With a little effort, it should not be difficult to see the similarity between the calls for dissolution of Nigeria by Northern groups and persons during ex-president Jonathan’s regime and the call for secession by Biafrans in the Indigenous Peoples of Biafra.
Therefore, the call by the Indigenous Peoples of Biafra for secession is not an Igbo problem; it is not an Igbo question. Similar calls by northern groups during ex-president Jonathan’s government were not a northern problem or northern question, they were not a Hausa-Fulani question. On the contrary, these are aspects of the unresolved national question. Nigeria may deal with it. Nigeria may overlook it. To abstractly dismiss the national question as “identity politics” elites play as some scholars often do and as it is written in the political science literature is fast becoming unhelpful intellectual traditions. It is part of the simple reason Nigeria has not solved this problem.
Whatever way we look at it, these scenarios will follow logically if we fail to look at the national question and resolve it. First, we can openly and disinterestedly engage it and solve it and make Nigeria an inclusive, peaceful, multi-national, multi-cultural, modern liberal democratic federal country and state which is morally inclined and which caters to the needs of (socially speaking) the economically weak and most vulnerable among us. I subscribe to this position. For me it is a moral position. But I also hold the view that this is not “identity politics” elites play and that secession by any national group-north, south, east west- should be allowed if conversation fails as long as no part of the country claims what does not belong to it.

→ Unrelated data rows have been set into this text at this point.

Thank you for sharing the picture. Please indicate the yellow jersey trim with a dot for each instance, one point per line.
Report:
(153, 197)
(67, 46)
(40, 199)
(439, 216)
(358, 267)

Second scenario is that we claim there is no national question while labeling those who raise it. In discourse, we use wooly concepts that mask the issue. We call it “identity politics” which elites play! If we do this as some have done without confronting the issue, we will be detained by it forever. Yes, this second scenario makes us to be “tolerant” and “nice” to one another publicly during the day when we actually scoff and are cynical of one another privately at night!
In this regard, what a Nigerian female writer once wrote publicly about the fables and stories elders tell their children about other national groups privately, which have become part of the Nigerian narratives is relevant. Such false stories about others which elders tell children at tender ages lock in the sub-conscious, they stick psychologically and historically and are played out in public unconsciously when children grow to become adults.
Hence, claiming that a serious question like the national question is an “identity politics” elites play is not helpful. It is better to deal with it openly and end “identity politics” and false stories elders tell their children in private about other national groups, rather than put things under jaded abstraction as scholars and writers do.
Third scenario if we do not resolve the issue openly is that we will continue to witness a subtle and silent poisoning of historically cultivated and nurtured good and healthy human and ethno-national relationships, the quiet weakening of human ties and then a gradual or sudden melt down and disintegration for we would have weakened ourselves from within with the wells we have all poisoned with false stories elders tell their children privately about other national groups.
This is not one national group’s question. It is a national question. We have a choice. And the choice is ours to make. The bell ticks, it does not wait. It will not wait for Nigeria.